The entrance to the tunnels built for use of the slave trade centuries ago

Less than 20 metres from my shaky bench, the relics of two slave tunnels revive a tragic past. Roughly 500 years ago, the Portuguese built a fort to trade gold and ivory. From 1550, the most profitable commodity became humans. After going through the slave tunnels, locals point out the manacles built into centuries-old walls. The condition of the homes next to the fort remains are abject. I can’t help but think of John Newton’s[2] 1788 tract: “Thoughts upon the African Slave Trade” in which he wrote:

Their lodging-rooms below the deck, which are three (for the men, the boys and the women), besides a place for the sick, are sometimes more than five feet high, and sometimes less; and this height is divided towards the middle for the slaves lie in two rows, one above the other, on each side of the ship close to each other, like books upon a shelf. I have known them so close, that the shelf would not easily contain one more. And I have known a white man sent down, among the men to lay them in these rows to the greatest advantage, so that as little space as possible might be lost. (…) And every morning, perhaps, more instances than one are found, of the living and the dead, like the captives of Mezentius, fastened together.

More than 200 years later, many people call the long stretch of slums around the coast of Freetown their home. Areas such as Kroo Bay or Susan’s Bay are congested, overpopulated and can be extremely dangerous especially during rainy season. Children frequently get swept away by floods along with their houses. A young man in his mid-twenties tells me that he prefers to sleep in the streets during the rainy months as it is simply too dangerous to stay at home. Less than three months ago, he lost his dwelling and all his belongings in one night. He is still coming to terms with the loss but is nevertheless happy to be alive. Five people from the community did not survive. Various attempts to relocate inhabitants from the slums along the coast have failed so far.

Dealing with the past

I notice a couple of young men sitting inside the slave tunnels. Locals tell me they come here to eat, smoke, drink and carry out their informal businesses. Along with the market hall, it is another regular meeting point. It almost resembles a public park bench in the middle of the town.

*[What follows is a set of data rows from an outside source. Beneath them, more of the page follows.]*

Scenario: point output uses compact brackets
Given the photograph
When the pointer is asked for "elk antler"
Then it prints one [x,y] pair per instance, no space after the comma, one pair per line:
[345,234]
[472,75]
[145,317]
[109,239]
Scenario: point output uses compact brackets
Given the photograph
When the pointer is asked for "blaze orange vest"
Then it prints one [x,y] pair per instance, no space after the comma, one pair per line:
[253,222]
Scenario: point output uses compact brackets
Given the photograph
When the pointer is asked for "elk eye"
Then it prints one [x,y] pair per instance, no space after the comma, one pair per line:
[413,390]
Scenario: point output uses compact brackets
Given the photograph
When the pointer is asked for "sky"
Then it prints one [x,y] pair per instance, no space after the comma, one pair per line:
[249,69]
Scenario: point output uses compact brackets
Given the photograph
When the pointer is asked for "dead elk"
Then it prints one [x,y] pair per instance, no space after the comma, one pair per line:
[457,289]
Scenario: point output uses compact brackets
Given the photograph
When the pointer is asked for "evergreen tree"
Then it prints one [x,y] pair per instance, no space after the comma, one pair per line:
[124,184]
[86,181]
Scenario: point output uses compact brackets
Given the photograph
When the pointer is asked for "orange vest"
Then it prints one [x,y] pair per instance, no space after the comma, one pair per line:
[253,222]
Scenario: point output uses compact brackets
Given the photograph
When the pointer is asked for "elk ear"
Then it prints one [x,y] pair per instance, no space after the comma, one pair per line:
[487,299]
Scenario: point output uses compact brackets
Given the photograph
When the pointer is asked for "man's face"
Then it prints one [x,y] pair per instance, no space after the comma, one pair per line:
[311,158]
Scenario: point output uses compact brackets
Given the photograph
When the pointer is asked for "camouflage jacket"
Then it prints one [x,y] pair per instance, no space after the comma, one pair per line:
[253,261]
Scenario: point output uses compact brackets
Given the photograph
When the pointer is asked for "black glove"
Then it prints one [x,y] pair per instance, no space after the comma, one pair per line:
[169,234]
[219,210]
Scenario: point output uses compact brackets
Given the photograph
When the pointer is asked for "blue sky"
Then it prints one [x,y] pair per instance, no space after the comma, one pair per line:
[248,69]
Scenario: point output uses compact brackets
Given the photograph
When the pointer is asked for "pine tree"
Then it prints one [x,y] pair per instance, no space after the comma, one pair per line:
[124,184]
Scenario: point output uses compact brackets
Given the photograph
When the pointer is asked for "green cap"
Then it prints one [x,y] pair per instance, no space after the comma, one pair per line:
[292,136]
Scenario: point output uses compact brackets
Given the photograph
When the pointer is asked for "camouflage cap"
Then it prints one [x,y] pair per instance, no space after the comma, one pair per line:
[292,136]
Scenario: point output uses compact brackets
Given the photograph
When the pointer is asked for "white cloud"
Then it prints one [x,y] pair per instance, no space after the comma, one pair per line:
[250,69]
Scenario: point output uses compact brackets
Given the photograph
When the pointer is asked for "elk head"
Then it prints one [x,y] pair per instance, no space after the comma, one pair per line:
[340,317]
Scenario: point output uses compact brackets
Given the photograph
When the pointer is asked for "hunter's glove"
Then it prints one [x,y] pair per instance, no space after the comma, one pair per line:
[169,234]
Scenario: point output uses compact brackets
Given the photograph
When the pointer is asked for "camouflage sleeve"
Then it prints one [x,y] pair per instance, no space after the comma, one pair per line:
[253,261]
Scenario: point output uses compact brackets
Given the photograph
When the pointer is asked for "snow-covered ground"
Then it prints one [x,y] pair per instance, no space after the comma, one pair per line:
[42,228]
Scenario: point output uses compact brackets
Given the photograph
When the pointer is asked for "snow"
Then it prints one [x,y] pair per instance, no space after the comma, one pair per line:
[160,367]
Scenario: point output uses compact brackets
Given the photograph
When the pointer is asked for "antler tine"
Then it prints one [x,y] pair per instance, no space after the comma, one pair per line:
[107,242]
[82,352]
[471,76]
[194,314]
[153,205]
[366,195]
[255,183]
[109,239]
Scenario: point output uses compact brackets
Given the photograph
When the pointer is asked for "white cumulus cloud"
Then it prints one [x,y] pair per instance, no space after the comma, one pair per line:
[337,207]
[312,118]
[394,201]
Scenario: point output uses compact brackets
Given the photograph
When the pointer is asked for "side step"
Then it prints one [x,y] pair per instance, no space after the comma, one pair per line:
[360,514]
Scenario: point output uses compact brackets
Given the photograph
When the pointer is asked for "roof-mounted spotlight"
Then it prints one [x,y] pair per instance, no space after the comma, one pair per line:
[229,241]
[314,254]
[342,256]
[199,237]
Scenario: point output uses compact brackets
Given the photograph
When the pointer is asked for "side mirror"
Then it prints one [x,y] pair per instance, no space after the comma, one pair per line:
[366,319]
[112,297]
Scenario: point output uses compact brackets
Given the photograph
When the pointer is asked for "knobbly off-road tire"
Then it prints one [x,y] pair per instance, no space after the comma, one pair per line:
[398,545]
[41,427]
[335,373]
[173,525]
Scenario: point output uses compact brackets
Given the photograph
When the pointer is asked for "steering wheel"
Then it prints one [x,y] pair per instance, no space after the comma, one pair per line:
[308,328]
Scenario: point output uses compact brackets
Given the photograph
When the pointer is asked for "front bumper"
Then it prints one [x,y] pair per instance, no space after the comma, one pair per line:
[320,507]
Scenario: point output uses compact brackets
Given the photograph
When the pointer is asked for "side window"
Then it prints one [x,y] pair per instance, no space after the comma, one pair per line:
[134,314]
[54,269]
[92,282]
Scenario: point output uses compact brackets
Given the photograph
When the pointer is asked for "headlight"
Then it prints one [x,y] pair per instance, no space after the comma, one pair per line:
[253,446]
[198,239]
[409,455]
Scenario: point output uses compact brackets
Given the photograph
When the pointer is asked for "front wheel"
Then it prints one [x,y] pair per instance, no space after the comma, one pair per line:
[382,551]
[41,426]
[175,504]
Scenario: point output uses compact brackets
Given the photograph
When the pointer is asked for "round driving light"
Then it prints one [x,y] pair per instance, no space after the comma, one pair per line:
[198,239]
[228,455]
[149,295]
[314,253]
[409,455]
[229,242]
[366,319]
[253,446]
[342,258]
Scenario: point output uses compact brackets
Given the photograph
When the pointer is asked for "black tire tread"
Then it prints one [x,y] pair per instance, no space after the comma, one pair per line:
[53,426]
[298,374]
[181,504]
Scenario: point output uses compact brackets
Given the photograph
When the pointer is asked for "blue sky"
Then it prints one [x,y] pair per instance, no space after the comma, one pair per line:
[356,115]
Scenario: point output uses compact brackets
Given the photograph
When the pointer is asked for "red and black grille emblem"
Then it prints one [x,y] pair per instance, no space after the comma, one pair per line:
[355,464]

The young men sit in one of the former slave tunnels and plan their future

“What kind of changes would they like to see in Ajekuleh?” I ask.

Ideally, they would like to create an international business centre so that people can do business on a much larger scale, they tell me. Our location, standing inside the slave tunnels, is not much of an issue in our conversation. I wonder how they feel about the past?

“Oh Simone, this happened a long time ago. We like you white people from the West!” they reply.

Throughout my stay, many locals repeatedly told me that Sierra Leoneans have a very short memory. I wonder how people feel about socialising with ex-combatants (from the country’s civil war in the 90s) on a daily basis – not only in Ajekuleh?

“They are our brothers and sisters! We sympathise with them because they begged us for mercy and we forgave them.”

I kept on returning to Ajekuleh on occasion. I sat down, watched and listened. What struck me most is probably the tendency to overlook the bad, focus on the good and ignore the ugly when it comes to the Sierra Leonean relationship with the past.

 


[1] Motorbike

[2] Founder of the Wesleyan movement.